Header Title
AI meets art, and builds business
AI is a moniker currently much bandied around in management-speak. It becomes wholly more comprehensible and concrete in down-to-earth operational settings.
Algorithms meet art
Manually re-drawing just one static image into a different artistic style has traditionally required serious artistic and artisanal skill, and almost always takes a prohibitively long time – and that’s what people use Photoshop for. Doing this same thing for a video sequence, featuring countless continually moving pixels and points, would therefore require a Herculean effort, oodles of artistic manpower and vast resources.
As in so many manpower-intensive processes in industry and commerce, digitalisation seems to provide new possibilities here. In April 2016, Manuel Ruder, Alexey Dosovitskiy and Thomas Brox at the University of Freiburg in Germany submitted a computer science paper entitled “Artistic style transfer for videos“, presenting a new algorithm-based method for transferring the artistic style from one image (a painting, for example) to an entire film sequence. Their new method (the details of which lie far beyond my comprehension) apparently uses deep neural networks to generate consistent, stable stylised video sequences, even in films that feature considerable amounts of motion and where items in the 3D space block other objects from view. The authors reckon the proposed method clearly outperforms any previous methods, both qualitatively and quantitatively.
This all sounds very abstruse and nerdy, but it quickly becomes much clearer if you can see what these AI agility algorithms can actually do, transferring and replicating an artistic style from a particular picture into a whole film sequence.
It seems that deep neural networks can be built as consisting of multiple layers that each extract information from an image, and then pass on the leftover data to the next layer. The first layers extract broad patterns such as colour, while deeper subsequent layers extract progressively more detail, which – according to expert explanations – pave the way to effective object recognition. This whole approach established that it’s possible to capture artistic style by looking at digitally identifiable correlations between layers, rather than the information in each layer. The big point is that this means the content of an image can be completely separated from the artistic style. That’s how any particular style can be copy-and-pasted into the content, artistic technique and colour profile of any other image.
The next step on this journey of computer science discovery lay in images in motion. But even small differences between successive frames can lead to majorly big differences in the way the desired artistic style is applied, as well as whole new image areas coming into view after they’d been covered by something else in the foreground in previous frames. How is a computer to deal with that, without giving rise to flickering, jarring and rough transitions?
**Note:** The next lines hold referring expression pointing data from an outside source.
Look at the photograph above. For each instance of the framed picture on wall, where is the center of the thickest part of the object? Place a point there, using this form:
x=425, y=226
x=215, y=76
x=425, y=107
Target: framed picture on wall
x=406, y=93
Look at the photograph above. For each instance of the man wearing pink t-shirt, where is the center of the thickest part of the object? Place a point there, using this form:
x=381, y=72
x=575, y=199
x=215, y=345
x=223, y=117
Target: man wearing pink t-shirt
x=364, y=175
The redoubtable researchers found a solution by introducing a temporal constraint that “penalises” deviation between two frames, meaning it considers the flow of the original video, in order to preserve smooth transitions. To improve the method’s consistency over longer periods of time, they also incorporated long-term motion estimates and developed a multi-pass algorithm to work around any “bumps” created during style transfer. Clever stuff, eh?
Putting out a conceptual shingle
It’s not too hard to imagine that these styles could be edited or combined to produce mind-boggling hybrids as well as adding new visual depths and textures to moving images. Apparently, this technique is still fairly computationally intensive, but that’s only a temporary hindrance/bottleneck.
One early showcase is the Deep Slow Flow project in which videos made using this kind of neural network algorithms are presented. This video from artist Danil Krivoruchko, in which slow-motion scenes from New York are reimagined in swirling brushstrokes and vibrant colours, is an example.
If it’s to be more than just a techno-geek academic achievement, or a “fashion of the month” artistic fad, this technique probably needs to be conceptualised more clearly for mainstream consumption. It seems to have potential to become much more than just “Photoshop for video”. Which is almost certainly why Google has a team called Magenta working on this kind of thing, and a startup named CreativeAI keeps track of projects that use computer code to mould music, imagery and other artistic expressions.
In my naive, non-expert perceptions, this technique seems to provide a possibly powerful “third path” for moving images. Path number one is film material that’s (relatively) undoctored, where we can more or less reckon that there’s some kind of unmediated correlation between what’s seen and what happened. Path number two consists of an increasing volume of film material that relies to varying degrees on CGI effects and/or computer animation – what we see (or think we see) never existed and never happened.
Artistic style transfer seems to provide a new, luscious sense of depth and texture to moving images – beguiling because they’re brimming full of details never seen in real life. Can this perhaps become a third (curated, artistic, enrichening) choice to real or fake?
Style becoming a commodity?
All this seems to herald an entirely new approach to filmmaking but also to art. When artistic style becomes a digital commodity that can be cut and pasted from one image to another, what does that portend for the work of artists? How will it impact the artistic claim to uniqueness, and the whole legacy body of copyright?
But as with many disruptive new technologies, there’s no point in wailing about impact on restrictive legacy structures. We quickly get used to them, and they become part of the mainstream experience. Photoshopping of still images takes place far more than most of us mere mortals will ever realise, and “artistic style transfer” (there has to be a better, less geeky name in the pipeline …) really only does the same for moving images, albeit with x degrees of additional complexity.
Art/AI becoming business?
There seem to be some sophisticated, high-level business opportunities lurking here, particularly in light of the proliferation of visual media streams all around us. One example is at Clarifai Inc., which claims to be able to understand any and every image and video, using the world’s best visual recognition technology. Kinda’ sounds like the reality of what spy movies try to show us that the surveillance spooks can already do. Another group (see here) seems to be using the same/similar technology for navigation by autonomous drones.
The artists, communicators and entrepreneurs of the world have just been given what seems to be a very powerful new tool. It’ll be interesting to see whether this technique takes off – and where it goes.